Abstract
Intelligent, autonomous systems are increasingly prevalent in today's society and will continue to proliferate. Many of these systems are critical, necessitating rigorous safety guarantees. However, designing and verifying safe controllers remains challenging, even for systems with linear dynamics.
This talk will focus on the design of safe control systems using a Control Barrier Function (CBF) approach. I will first present a new convex design method for linear systems, enabling the co-design of the controller and the barrier function. I will then extend the analysis to more complex scenarios, including systems with nonlinear dynamics, constraints, high relative degree, and model uncertainty.
Finally, I will consider the case of multi-agent systems, proposing a novel distributed control algorithm with parallel computation for enhanced safety. Recognizing that computational limitations may necessitate early termination, I will present a probabilistic result for guaranteeing safety.

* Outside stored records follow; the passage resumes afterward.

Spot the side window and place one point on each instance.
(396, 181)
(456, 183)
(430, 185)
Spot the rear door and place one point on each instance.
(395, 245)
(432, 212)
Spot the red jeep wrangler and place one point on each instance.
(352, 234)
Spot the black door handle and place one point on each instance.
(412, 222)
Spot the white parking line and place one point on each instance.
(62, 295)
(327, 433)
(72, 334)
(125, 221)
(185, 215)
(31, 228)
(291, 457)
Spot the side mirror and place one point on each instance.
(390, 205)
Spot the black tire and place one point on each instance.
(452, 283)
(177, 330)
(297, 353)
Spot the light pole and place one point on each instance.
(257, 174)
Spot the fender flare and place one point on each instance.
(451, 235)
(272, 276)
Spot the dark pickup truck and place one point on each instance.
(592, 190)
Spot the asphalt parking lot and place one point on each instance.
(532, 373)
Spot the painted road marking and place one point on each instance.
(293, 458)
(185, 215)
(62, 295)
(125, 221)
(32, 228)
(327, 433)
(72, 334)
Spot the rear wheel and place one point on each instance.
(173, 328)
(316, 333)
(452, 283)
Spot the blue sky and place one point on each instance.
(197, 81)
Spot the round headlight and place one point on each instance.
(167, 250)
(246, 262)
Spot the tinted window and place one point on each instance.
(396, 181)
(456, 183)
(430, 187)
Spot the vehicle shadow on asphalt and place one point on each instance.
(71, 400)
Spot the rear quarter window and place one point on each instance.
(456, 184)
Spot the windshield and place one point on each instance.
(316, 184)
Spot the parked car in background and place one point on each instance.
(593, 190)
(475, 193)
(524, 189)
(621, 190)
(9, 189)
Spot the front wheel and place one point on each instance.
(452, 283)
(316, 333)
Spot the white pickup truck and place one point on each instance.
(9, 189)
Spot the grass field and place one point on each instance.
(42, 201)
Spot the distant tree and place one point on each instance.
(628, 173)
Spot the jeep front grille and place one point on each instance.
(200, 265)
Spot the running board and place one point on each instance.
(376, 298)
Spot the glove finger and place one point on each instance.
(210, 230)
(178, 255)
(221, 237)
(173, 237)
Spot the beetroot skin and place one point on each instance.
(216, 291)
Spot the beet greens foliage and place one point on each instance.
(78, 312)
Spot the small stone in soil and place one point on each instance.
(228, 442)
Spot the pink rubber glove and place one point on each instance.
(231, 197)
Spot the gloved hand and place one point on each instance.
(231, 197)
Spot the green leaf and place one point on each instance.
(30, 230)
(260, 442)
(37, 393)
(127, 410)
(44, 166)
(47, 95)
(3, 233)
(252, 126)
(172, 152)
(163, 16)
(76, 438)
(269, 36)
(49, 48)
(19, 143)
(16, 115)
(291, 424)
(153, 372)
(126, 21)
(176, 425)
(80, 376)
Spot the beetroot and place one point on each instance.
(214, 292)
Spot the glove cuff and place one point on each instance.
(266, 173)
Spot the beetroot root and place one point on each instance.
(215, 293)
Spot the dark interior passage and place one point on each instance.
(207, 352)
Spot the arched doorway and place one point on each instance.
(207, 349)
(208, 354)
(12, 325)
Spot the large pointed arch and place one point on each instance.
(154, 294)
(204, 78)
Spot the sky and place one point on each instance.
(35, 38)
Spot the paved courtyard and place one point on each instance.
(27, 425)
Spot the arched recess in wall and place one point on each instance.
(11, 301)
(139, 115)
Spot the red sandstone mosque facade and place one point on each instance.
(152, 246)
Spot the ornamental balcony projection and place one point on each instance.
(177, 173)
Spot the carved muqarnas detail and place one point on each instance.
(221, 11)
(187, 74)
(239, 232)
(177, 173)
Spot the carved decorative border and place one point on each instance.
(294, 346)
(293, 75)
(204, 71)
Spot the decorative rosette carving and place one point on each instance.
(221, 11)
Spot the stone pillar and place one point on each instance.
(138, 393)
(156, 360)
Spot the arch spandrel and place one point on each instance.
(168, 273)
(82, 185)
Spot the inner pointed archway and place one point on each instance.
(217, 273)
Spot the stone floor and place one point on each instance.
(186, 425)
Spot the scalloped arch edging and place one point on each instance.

This work is a collaborative effort with Dr. Han Wang and Professor Kostas Margellos.
Biographical Information
Antonis Papachristodoulou is the Professor in Control Engineering at the University of Oxford,
where he joined in 2006. He previously held a tutorial fellowship at Worcester College and served
as the director of the EPSRC & BBSRC Centre for Doctoral Training in Synthetic Biology. He
earned his MA/MEng in Electrical and Information Sciences from the University of Cambridge in 2000,
and his PhD in Control and Dynamical Systems from the California Institute of Technology, with a
minor in Aeronautics in 2005. Professor Papachristodoulou's research contributions in robustness
analysis, with applications to networked control systems and systems biology, have been recognized
with the European Control Award in 2014. He is a Fellow of the IEEE and has served on numerous
technical program committees for major conferences. He also served as associate editor for
Automatica and the IEEE Transactions on Automatic Control.